“Perhaps my mission is close at hand,” she said, stepping aside to let an old man pass. She glanced at his sad, wrinkled face. It seemed as though other eyes were looking through her own into it. She took some money from her purse, and thrust it into his hand.

He closed his fingers mechanically over the bill; it was something more than money he needed.

“I am looking for-for-her,” he said, his eyes gazing on vacancy.

“Any one I can find for you?” inquired Dawn, touched by his gentle, childlike manner.

“Find her? Can you find Margaret? Why, she went away when she was a little gal; no, she has grown up-like you. But I guess she's lost; yes lost. O, my little Margy,—your own mammy, and your other mammy is dead, and I am all alone. Come, Margy, come,” he said, reaching forth his hands to Dawn.

“I am not Margy; but perhaps we can find her.” She drew nearer to him, and walked by his side down the street.

They passed along until the crowd grew more dense, and the sea of human forms, rushing and jostling, made her head swim.

What a variety; from childhood to age,—faces in which sorrow and hope were struggling; faces marked with lines and furrows; cheeks sunken by disease and many griefs; bright, glowing faces, fresh as flowers, before the dew had been parched by noon-day sun and heat. On, on they went,—the busy crowd, and the old man, and the maiden; he, looking at all, yet seeing none; she, gazing with restless vision, for what? for whom? How typical of life's great highway, on which we wander, looking for that which we know not; hoping, that out of the sea of faces, one will shine forth on us, to receive or give a blessing.

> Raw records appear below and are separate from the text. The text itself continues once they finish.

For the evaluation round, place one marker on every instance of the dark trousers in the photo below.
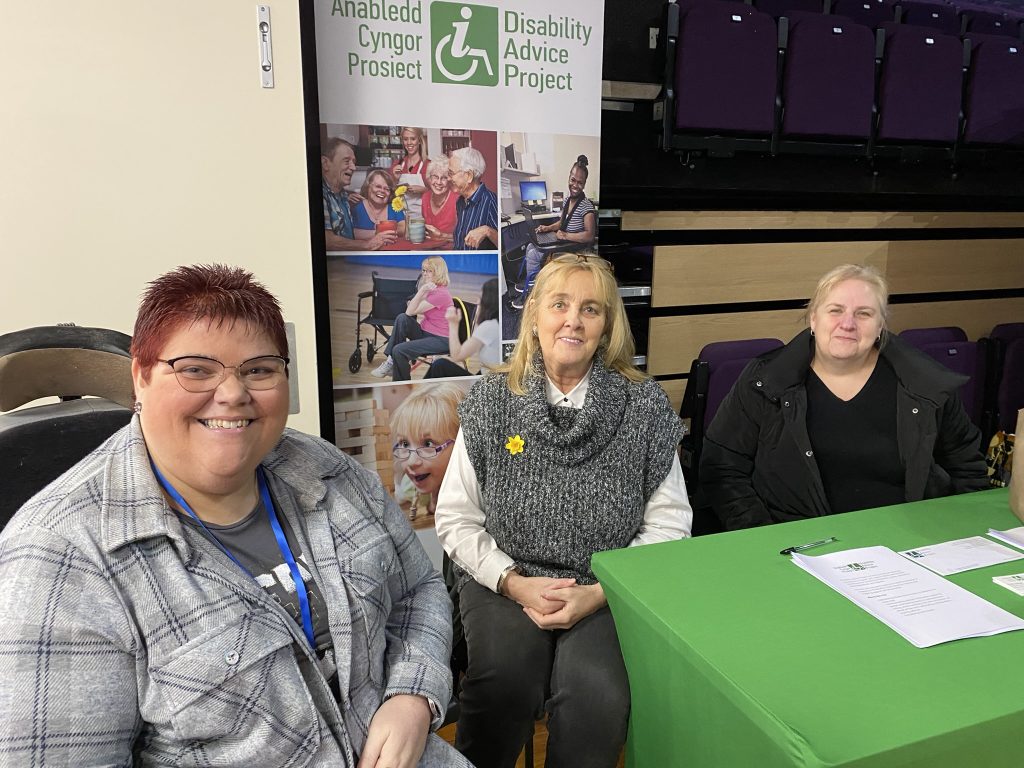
(516, 671)
(408, 342)
(442, 368)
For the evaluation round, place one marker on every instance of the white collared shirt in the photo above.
(460, 516)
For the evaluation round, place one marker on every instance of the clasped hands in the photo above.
(554, 603)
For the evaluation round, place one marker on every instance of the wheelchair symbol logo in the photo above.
(465, 43)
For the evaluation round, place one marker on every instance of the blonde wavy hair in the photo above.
(430, 410)
(440, 269)
(616, 347)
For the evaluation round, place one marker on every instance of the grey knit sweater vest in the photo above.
(583, 479)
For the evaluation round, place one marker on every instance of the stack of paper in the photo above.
(1014, 537)
(962, 554)
(920, 605)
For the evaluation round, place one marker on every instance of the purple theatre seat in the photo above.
(920, 337)
(726, 360)
(985, 19)
(867, 12)
(995, 90)
(920, 94)
(964, 357)
(725, 68)
(828, 84)
(778, 8)
(936, 15)
(1010, 394)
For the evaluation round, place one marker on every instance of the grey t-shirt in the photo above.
(251, 540)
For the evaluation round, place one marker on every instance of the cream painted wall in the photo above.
(134, 136)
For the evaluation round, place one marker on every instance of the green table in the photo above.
(738, 658)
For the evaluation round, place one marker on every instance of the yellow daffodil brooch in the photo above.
(398, 204)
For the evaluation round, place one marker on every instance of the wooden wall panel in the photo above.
(759, 271)
(770, 271)
(681, 220)
(676, 341)
(925, 266)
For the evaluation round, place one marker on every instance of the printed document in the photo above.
(962, 554)
(1013, 537)
(923, 607)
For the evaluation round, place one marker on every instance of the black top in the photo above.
(855, 442)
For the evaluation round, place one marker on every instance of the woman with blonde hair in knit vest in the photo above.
(566, 451)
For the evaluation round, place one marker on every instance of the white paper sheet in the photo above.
(1014, 583)
(962, 554)
(920, 605)
(1014, 537)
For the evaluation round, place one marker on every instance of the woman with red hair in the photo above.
(210, 588)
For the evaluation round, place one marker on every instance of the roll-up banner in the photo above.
(460, 148)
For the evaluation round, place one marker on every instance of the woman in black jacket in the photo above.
(844, 417)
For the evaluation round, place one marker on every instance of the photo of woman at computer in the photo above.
(545, 209)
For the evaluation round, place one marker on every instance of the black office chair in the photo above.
(39, 443)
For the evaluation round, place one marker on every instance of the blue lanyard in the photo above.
(279, 534)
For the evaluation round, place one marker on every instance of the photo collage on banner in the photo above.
(460, 151)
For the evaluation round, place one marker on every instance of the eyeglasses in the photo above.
(206, 374)
(426, 452)
(583, 258)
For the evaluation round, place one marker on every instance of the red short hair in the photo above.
(214, 292)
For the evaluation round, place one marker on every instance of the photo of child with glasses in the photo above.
(423, 429)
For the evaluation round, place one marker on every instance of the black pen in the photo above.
(802, 547)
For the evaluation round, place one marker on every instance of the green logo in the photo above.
(464, 42)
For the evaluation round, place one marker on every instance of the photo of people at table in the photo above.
(404, 433)
(409, 316)
(549, 207)
(409, 188)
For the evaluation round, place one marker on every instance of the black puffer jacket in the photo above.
(757, 466)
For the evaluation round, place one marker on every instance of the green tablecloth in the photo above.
(736, 657)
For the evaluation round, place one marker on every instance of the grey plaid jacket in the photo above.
(128, 639)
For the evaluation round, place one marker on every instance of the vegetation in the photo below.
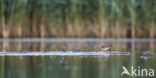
(78, 18)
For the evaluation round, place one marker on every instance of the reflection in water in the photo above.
(86, 66)
(90, 45)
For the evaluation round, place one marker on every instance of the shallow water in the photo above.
(75, 58)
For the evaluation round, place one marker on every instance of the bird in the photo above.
(104, 47)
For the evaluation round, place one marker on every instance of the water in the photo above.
(74, 58)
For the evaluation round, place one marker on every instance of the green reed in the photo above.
(77, 18)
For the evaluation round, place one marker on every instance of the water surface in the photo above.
(74, 58)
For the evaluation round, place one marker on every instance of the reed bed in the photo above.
(78, 18)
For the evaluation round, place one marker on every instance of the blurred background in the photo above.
(77, 18)
(65, 26)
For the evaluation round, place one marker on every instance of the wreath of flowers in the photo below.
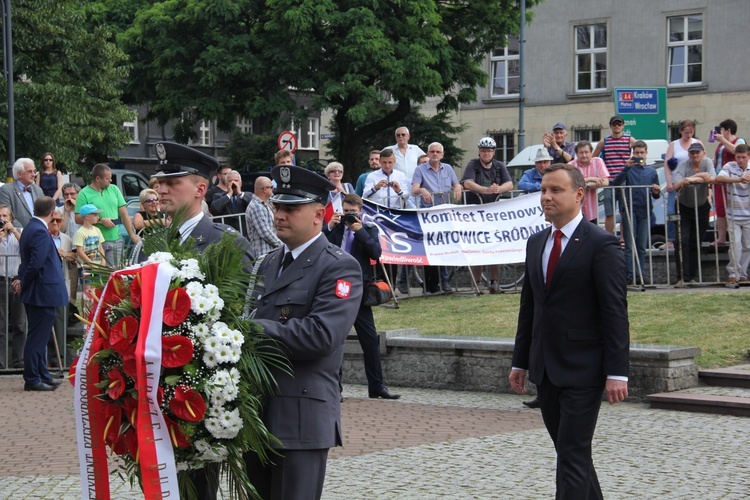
(215, 366)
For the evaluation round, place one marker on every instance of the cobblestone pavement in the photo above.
(430, 444)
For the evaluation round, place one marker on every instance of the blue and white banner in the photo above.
(458, 235)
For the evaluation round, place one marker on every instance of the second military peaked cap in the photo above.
(177, 160)
(295, 185)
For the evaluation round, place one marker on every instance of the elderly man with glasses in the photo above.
(259, 219)
(21, 194)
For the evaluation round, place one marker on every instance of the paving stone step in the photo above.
(702, 402)
(737, 376)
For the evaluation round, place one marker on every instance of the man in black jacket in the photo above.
(361, 242)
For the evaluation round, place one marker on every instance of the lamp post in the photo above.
(521, 82)
(8, 74)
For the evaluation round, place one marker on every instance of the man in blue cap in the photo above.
(307, 300)
(559, 149)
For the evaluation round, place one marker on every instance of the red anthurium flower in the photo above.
(187, 404)
(128, 361)
(111, 418)
(131, 439)
(176, 351)
(122, 333)
(119, 289)
(130, 409)
(176, 307)
(135, 291)
(179, 439)
(72, 371)
(116, 384)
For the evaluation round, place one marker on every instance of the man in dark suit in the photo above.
(573, 333)
(307, 299)
(231, 205)
(42, 288)
(21, 194)
(361, 242)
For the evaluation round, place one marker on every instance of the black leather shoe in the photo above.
(532, 404)
(383, 393)
(39, 386)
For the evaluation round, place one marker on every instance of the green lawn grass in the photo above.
(715, 322)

They passed spacious buildings, and came to those less pretentious in style. The crowd grew less dense, the apparel less showy and elegant; the low wooden houses contrasting strangely with the lofty edifices which they left behind. Little shops, with broken panes in every window; children ragged, idle, and brutal in their appearance, stirred the heart of the passer-by with a grief which no words could portray.

Dawn looked on them, and longed to gather them all into one fold of love and harmony. “O, guide me, Father, and help me to lead them to better lives,” was the earnest prayer of her soul.